There are two things that are tripping people up. One has been tripping people up on the Exchange side since forever, but the second one is new.
  1. In AD, you have to log out and back in again for new group-memberships to take.
  2. NTFS permissions do not grant the pass-through right that NSS permissions do. So if you grant a group rights to \Science\biology\BIOL1234, members of that group will NOT be able to pass through Science and Biology to get to BIOL1234.
We have a few spots here and there where for one reason or another rights were set at the 2nd level directories instead of the top level dirs. Arrangements like that just won't work in NTFS without busting out the advanced permissions.

An area we haven't had problems yet, but I'm pretty certain we will have some are places where rights are granted and then removed. With NSS that could be done two ways: an Inherited Rights Filter, or a direct trustee grant with no permissions. With NTFS the only way to do that is to block rights inheritance, copy the rights you want, and remove the ones you don't.
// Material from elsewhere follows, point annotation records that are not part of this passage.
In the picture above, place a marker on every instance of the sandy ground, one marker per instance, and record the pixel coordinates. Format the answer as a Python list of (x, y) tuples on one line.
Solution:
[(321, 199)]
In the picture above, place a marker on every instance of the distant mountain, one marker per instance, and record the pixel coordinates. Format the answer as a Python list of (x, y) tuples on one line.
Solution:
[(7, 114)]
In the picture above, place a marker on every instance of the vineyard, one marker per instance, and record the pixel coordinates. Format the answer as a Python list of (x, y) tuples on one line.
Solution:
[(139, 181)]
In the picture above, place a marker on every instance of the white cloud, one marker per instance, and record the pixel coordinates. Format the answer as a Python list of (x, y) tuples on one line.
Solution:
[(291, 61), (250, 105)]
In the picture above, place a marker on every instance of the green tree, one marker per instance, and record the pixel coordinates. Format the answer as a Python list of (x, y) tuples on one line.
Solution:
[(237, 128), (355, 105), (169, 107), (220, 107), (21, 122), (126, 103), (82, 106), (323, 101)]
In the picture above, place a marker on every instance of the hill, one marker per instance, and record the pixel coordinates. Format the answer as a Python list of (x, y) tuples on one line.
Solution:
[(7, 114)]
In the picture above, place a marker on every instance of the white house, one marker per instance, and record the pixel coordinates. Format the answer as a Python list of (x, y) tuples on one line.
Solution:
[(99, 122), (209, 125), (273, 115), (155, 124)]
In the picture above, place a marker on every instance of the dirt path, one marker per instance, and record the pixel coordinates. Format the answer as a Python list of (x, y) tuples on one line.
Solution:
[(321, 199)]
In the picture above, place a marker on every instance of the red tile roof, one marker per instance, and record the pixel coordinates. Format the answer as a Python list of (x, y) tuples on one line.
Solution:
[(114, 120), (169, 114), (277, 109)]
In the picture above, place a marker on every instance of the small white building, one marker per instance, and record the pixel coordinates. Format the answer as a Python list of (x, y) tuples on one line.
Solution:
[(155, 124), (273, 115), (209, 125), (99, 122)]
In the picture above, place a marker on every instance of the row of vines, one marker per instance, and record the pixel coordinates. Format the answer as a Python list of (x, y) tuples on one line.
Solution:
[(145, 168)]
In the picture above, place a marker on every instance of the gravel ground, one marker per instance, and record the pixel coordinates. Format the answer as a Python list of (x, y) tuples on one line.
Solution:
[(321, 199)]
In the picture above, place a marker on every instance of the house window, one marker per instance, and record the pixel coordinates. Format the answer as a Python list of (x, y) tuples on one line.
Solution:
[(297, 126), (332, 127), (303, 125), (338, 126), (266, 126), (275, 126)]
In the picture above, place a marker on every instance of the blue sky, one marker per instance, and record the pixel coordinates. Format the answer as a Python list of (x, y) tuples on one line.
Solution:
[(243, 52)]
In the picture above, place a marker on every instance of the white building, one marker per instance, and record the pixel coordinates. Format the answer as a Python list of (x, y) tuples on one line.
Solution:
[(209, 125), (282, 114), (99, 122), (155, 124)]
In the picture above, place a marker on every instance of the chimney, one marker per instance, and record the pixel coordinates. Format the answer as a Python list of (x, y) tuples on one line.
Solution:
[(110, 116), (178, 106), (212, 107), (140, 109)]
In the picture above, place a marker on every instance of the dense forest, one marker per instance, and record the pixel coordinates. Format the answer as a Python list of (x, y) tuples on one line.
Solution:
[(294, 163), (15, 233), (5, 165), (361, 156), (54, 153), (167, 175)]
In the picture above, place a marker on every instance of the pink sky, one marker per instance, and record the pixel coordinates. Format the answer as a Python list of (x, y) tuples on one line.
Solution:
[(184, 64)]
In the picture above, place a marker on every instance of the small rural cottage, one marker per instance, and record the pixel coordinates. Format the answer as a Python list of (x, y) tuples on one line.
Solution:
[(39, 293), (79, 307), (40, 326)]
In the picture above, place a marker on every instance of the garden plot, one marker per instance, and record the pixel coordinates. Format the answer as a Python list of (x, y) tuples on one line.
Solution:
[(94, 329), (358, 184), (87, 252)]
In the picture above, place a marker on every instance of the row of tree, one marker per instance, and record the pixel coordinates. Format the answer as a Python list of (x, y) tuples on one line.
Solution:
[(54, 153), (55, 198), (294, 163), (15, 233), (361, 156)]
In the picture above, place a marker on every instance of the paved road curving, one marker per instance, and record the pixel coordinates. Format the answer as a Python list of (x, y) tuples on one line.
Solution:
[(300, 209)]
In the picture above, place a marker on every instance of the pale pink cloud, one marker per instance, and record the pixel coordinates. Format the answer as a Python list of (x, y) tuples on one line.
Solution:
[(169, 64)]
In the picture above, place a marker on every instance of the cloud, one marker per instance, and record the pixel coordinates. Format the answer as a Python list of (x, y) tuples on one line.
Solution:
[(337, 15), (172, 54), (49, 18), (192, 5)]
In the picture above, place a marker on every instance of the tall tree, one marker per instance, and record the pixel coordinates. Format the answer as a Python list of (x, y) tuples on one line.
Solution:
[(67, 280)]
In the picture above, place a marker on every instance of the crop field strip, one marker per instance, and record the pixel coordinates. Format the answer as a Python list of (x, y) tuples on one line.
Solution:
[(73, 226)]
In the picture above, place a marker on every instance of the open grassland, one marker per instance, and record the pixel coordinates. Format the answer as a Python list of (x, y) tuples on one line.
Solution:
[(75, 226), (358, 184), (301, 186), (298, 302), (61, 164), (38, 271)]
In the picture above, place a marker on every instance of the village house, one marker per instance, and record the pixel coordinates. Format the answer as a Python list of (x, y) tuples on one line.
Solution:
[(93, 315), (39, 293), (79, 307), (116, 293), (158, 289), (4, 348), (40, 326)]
That sounds simple, but here is the case I'm worried about:

\Humres\JobReview\VPIT\ITS\JohnSmith\

At 'HumRes' the group grp.hr is granted 'read' rights, and the HR director is granted Modify directly to their user (bad practice, I know. But it's real-world).
At 'JobReview' the group grp.hr.jobreclass is granted 'Modify'
At 'VPIT' Inheritance is Blocked and rights copied.
At 'JohnSmith' the HR user AngieSmith is granted the DENY right due to a conflict of interest.

Time passes. The old director retires, the new director comes in. IT Person gets informed that the new director can't see everything even though they have Modify to the entire \Humres tree. That IT person will go to us and ask, "WTH?" and we will reply with, "Inheritance is blocked at that level, you will need to explicitly grant Modify for the new director on that directory."

So this is a bit of a sleeper issue.

Meanwhile, we're dealing with a community of users who know in their bones that granting access to 'JohnSmith' means they can browse down from \HumRes to that directory just on that access-grant alone. Convincing them that it doesn't work that way, and working with them to rearrange directory structures to accommodate that lack will take time. Lots of time.

4 Comments

This rings a few distant bells from my migration project...IIRC, the "Bypass Traverse Checking" right can be assigned to users to allow Netware like directory traversal.You might also want to check into "Access-based Enumeration" to prevent users viewing file/directory names that they don't have access to.

We looked into the combination of 'Bypass Traverse Checking' and turning off ABE (needed for the BTC trick to work IIRC) and came to the conclusion that ABE was pretty much required. There would be Mass! Panic! at seeing all those new directories. It's easier to retrain umpteen IT people than thousands of end-users.

Never tried them in combination. That sucks.Mass! Panic! - too funny, and too true. The conclusion that we came to was that "the MS way" would be to use a separate share for each and every workgroup directory. Then we discovered DFS and got confused all over again.I solved the problem by changing jobs, wound up back in a Netware shop, and blocked most of the traumatic memories out. We don't even have the MS file/print client installed in our standard image here.I always thought umpteen > thousands, though. That's one seriously large IT shop you've got there. :)

love the blog..i'm SO thrilled that you have a place to share your passion with all of us.